神经传递的调节对于生物体应对各种生理环境(如感染、损伤或其他应激期间)以及学习、记忆和感觉适应过程至关重要。细胞自主神经调节机制在这些过程中的作用已得到充分描述。细胞非自主途径在组织间信号传导(如肠-脑或胶质细胞-神经元信号传导)中的重要性最近才被发现,但介导这种调节的细胞机制仍相对未被探索。糖蛋白及其G蛋白偶联受体(GPCR)是多组织信号事件的既定协调者,它们通过细胞自主和细胞非自主调节来控制各种生理过程。在这里,我们表明促卵泡激素受体FSHR-1是哺乳动物糖蛋白激素GPCR在秀丽隐杆线虫中的唯一直系同源物,对突触传递的细胞非自主调节很重要。
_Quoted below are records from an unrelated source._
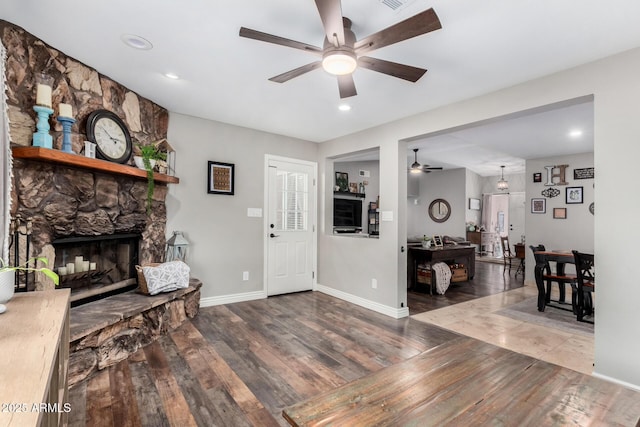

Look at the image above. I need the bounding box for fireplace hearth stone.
[69,278,202,386]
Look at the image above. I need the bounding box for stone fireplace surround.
[0,20,202,385]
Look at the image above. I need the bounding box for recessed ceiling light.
[120,34,153,50]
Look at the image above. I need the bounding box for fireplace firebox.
[52,234,140,306]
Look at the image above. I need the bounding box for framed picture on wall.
[207,161,236,196]
[335,172,349,191]
[566,187,582,205]
[553,208,567,219]
[469,198,480,211]
[531,199,547,213]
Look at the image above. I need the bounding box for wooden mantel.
[11,147,180,184]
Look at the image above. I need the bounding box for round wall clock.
[428,199,451,222]
[87,110,133,163]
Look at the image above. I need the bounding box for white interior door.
[266,159,316,295]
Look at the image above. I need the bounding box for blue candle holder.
[58,116,76,154]
[33,105,53,148]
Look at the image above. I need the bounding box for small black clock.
[87,110,133,163]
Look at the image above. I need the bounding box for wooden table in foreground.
[407,245,476,293]
[282,337,640,427]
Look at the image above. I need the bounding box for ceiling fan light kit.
[322,49,358,76]
[239,0,442,98]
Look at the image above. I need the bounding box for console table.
[0,289,71,427]
[407,245,476,288]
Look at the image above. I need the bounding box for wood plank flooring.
[69,269,640,427]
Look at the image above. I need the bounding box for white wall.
[166,113,318,304]
[319,49,640,388]
[407,168,468,237]
[464,169,482,226]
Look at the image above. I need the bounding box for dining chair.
[529,245,578,314]
[500,236,516,274]
[513,243,525,277]
[571,250,596,323]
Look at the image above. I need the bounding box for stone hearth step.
[69,278,202,385]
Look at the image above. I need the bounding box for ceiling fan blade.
[269,61,322,83]
[354,9,442,55]
[240,27,322,54]
[316,0,344,46]
[336,74,358,98]
[358,56,427,83]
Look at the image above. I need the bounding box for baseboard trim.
[591,371,640,391]
[314,284,409,319]
[200,291,267,307]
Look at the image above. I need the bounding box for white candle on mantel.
[58,103,73,119]
[36,83,51,108]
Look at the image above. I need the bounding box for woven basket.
[136,262,160,295]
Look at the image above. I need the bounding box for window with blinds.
[276,171,309,231]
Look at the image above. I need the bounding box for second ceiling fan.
[240,0,442,98]
[409,148,442,173]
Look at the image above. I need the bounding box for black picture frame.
[553,208,567,219]
[469,197,480,211]
[531,198,547,214]
[207,161,236,196]
[565,187,584,205]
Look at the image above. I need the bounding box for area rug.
[495,297,593,335]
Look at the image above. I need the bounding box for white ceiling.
[0,0,640,171]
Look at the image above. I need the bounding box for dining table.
[534,250,576,311]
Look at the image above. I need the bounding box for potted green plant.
[133,144,167,215]
[0,258,60,313]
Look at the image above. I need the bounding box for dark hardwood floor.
[69,265,640,427]
[407,262,524,315]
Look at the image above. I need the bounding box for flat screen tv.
[333,199,362,233]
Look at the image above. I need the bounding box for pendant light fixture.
[498,166,509,191]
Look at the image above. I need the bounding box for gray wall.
[319,49,640,388]
[166,113,318,305]
[167,49,640,389]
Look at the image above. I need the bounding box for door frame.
[262,154,318,298]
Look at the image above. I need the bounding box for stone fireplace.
[0,20,172,290]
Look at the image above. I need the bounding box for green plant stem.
[142,157,155,215]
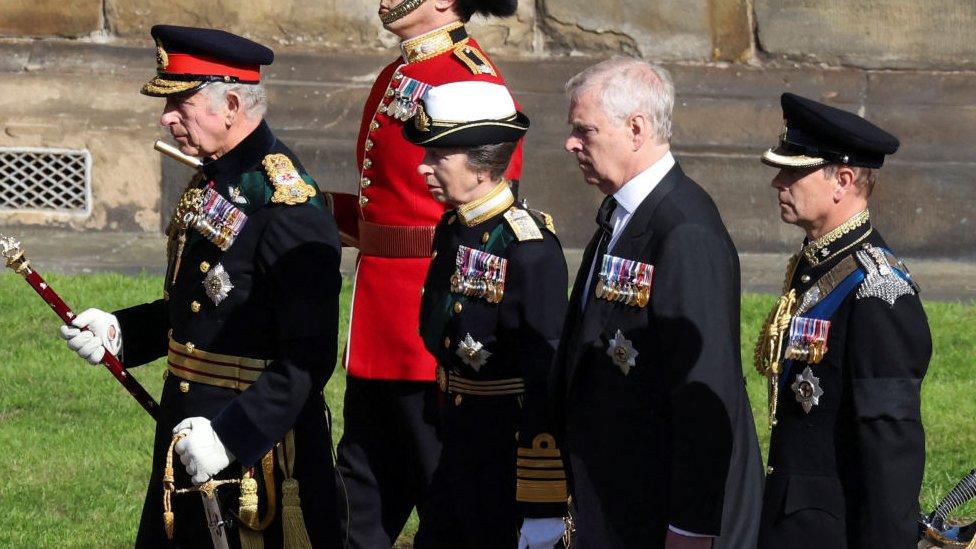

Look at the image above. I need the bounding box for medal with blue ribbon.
[595,254,654,308]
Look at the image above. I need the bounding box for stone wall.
[0,0,976,259]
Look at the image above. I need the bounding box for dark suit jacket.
[552,161,763,549]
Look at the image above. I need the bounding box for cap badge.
[790,366,823,414]
[607,328,638,375]
[456,334,491,372]
[156,40,169,71]
[203,263,234,305]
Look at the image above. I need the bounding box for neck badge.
[203,263,234,305]
[451,246,508,303]
[456,334,491,372]
[784,316,830,364]
[790,366,823,414]
[386,76,431,122]
[607,328,638,375]
[595,254,654,309]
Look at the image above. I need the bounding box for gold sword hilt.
[0,233,30,276]
[153,140,203,169]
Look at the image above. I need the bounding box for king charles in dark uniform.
[551,58,762,549]
[333,0,522,549]
[404,82,567,549]
[62,25,340,547]
[756,93,932,549]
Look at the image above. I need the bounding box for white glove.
[519,517,566,549]
[173,417,234,484]
[61,309,122,364]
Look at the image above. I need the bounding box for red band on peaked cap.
[162,53,261,82]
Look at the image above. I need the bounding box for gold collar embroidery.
[400,21,468,63]
[458,179,515,227]
[802,210,871,265]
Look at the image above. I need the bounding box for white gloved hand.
[519,517,566,549]
[173,417,234,484]
[61,309,122,364]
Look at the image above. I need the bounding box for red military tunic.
[334,23,522,381]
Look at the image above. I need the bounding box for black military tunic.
[415,183,567,549]
[115,122,340,547]
[757,211,932,549]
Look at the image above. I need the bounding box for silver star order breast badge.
[790,366,823,414]
[203,263,234,305]
[456,334,491,372]
[607,328,638,375]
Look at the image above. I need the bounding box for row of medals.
[596,277,651,308]
[451,272,505,303]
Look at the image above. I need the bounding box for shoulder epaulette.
[261,153,315,205]
[529,209,556,234]
[854,246,915,305]
[454,42,498,76]
[502,206,542,242]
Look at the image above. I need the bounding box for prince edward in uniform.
[756,93,932,549]
[551,59,762,549]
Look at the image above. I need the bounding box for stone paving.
[0,227,976,301]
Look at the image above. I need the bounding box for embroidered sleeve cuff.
[515,433,568,503]
[668,524,714,538]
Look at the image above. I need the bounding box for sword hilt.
[928,469,976,531]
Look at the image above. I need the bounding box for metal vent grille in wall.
[0,147,91,216]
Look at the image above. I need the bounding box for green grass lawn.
[0,273,976,547]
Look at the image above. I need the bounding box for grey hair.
[464,141,517,181]
[566,57,674,143]
[202,82,268,119]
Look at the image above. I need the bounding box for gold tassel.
[281,478,312,549]
[238,473,264,549]
[278,431,312,549]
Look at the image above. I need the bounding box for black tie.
[581,196,617,308]
[594,196,617,262]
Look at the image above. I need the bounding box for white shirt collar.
[613,151,674,214]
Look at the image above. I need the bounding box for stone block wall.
[0,0,976,259]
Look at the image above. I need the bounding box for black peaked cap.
[763,93,900,168]
[458,0,518,20]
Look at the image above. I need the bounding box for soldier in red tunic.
[333,0,522,548]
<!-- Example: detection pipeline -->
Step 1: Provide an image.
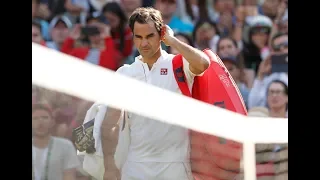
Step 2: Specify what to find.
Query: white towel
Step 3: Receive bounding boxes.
[78,103,107,180]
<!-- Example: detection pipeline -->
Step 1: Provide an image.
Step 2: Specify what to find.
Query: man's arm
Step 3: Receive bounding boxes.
[63,168,76,180]
[63,140,80,180]
[171,37,210,75]
[163,26,210,75]
[101,107,121,175]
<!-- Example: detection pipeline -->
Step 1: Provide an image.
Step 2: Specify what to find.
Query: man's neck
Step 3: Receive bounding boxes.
[33,135,51,148]
[142,48,161,70]
[91,42,104,50]
[270,108,287,118]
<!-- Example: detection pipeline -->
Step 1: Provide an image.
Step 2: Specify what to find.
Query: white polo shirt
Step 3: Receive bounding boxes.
[117,50,195,163]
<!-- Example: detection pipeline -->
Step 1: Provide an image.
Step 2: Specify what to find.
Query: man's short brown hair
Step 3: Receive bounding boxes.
[129,7,163,35]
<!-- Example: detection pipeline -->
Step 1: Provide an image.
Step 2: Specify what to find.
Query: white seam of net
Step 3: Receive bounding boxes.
[32,43,288,180]
[32,43,288,143]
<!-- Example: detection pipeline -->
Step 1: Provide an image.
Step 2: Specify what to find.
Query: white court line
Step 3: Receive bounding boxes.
[32,43,288,143]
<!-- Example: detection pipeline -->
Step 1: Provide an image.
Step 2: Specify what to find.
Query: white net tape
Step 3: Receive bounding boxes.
[32,43,288,180]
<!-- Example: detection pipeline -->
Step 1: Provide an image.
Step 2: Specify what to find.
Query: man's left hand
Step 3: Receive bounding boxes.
[161,25,175,46]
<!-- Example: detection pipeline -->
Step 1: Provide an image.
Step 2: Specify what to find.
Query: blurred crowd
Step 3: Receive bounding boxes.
[32,0,288,179]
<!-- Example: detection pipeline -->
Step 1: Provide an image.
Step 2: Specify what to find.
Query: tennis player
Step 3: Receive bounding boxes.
[102,8,210,180]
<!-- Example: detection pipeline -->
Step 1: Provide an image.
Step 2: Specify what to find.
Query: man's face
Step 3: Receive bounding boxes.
[133,21,161,58]
[195,23,216,45]
[122,0,142,12]
[272,35,288,53]
[155,0,177,18]
[262,0,280,18]
[32,25,42,44]
[51,21,69,43]
[32,109,54,137]
[215,0,236,12]
[223,61,240,80]
[268,83,288,108]
[218,39,239,57]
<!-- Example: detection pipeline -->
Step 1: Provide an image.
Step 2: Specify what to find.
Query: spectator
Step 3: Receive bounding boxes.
[121,0,143,18]
[248,105,288,180]
[155,0,193,34]
[61,23,119,70]
[217,37,250,107]
[89,0,121,12]
[248,33,288,108]
[248,107,269,117]
[192,20,219,52]
[102,2,133,65]
[32,20,45,45]
[211,0,237,22]
[168,33,193,54]
[182,0,209,23]
[267,80,288,118]
[259,0,283,20]
[243,16,272,72]
[32,104,80,180]
[32,0,49,40]
[65,0,90,24]
[40,0,66,21]
[46,16,72,51]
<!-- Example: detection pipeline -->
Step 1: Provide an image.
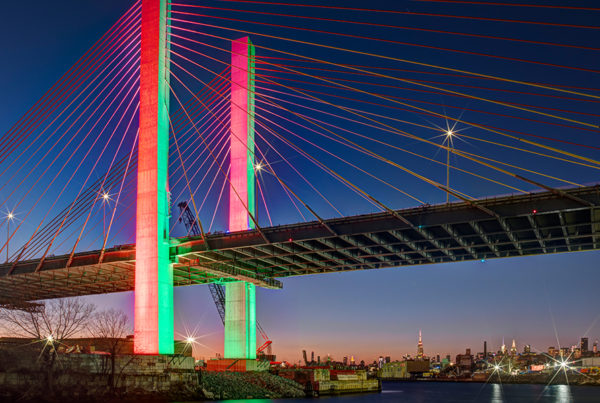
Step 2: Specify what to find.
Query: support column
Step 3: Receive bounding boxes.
[224,37,256,359]
[134,0,174,354]
[224,281,256,359]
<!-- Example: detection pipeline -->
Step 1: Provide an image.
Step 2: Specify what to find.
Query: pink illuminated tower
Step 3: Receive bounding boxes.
[224,37,256,360]
[134,0,174,354]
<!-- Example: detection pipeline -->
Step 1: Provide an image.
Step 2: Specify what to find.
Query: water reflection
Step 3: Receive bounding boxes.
[553,385,574,403]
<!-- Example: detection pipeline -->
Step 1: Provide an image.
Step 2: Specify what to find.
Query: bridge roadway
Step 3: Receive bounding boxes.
[0,185,600,303]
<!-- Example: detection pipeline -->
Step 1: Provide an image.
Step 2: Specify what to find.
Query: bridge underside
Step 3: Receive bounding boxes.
[0,186,600,303]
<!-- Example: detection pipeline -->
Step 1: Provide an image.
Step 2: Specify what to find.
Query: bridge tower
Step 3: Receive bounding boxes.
[224,37,256,359]
[134,0,174,354]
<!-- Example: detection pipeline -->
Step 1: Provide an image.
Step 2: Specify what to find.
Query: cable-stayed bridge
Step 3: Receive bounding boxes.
[0,0,600,359]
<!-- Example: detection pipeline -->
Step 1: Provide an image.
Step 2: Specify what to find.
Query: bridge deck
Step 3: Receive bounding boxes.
[0,186,600,302]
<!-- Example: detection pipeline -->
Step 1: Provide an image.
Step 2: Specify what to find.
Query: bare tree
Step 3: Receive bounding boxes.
[0,298,96,394]
[90,309,131,391]
[0,298,96,345]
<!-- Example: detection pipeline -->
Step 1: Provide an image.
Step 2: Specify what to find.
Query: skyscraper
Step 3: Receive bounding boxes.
[417,329,424,360]
[579,337,588,353]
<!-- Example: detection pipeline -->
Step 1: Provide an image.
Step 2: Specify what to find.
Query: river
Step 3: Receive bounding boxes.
[220,382,600,403]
抑制fshr-1表达会减少肌肉收缩,并导致胆碱能运动神经元中突触小泡的积累。fshr-1功能丧失突变体中的神经肌肉和运动缺陷与突触小泡的潜在积累、突触小泡引发因子UNC-10/RIM的积累以及胆碱能运动神经元中突触小泡释放的减少有关。将FSHR-1恢复到肠道足以恢复fshr-1缺陷动物的神经肌肉活动和突触小泡定位。肠道特异性敲低FSHR-1会降低神经肌肉功能,表明FSHR-1在肠道中对其神经肌肉作用既必要又充分。在包括胶质细胞和神经元在内的内源性表达的其他位点重新表达FSHR-1也恢复了一些神经肌肉缺陷,表明这些组织也可能存在跨组织调节。遗传相互作用研究提供了证据,表明下游效应器gsa-1/GαS、acy-1/腺苷酸环化酶和sphk-1/鞘氨醇激酶以及糖蛋白激素亚基直系同源物GPLA-1/GPA2和GPLB-1/GPB5对肠道FSHR-1对神经肌肉接头的调节很重要。总之,我们的结果表明FSHR-1调节指导组织间信号系统,促进神经肌肉突触处的突触小泡释放。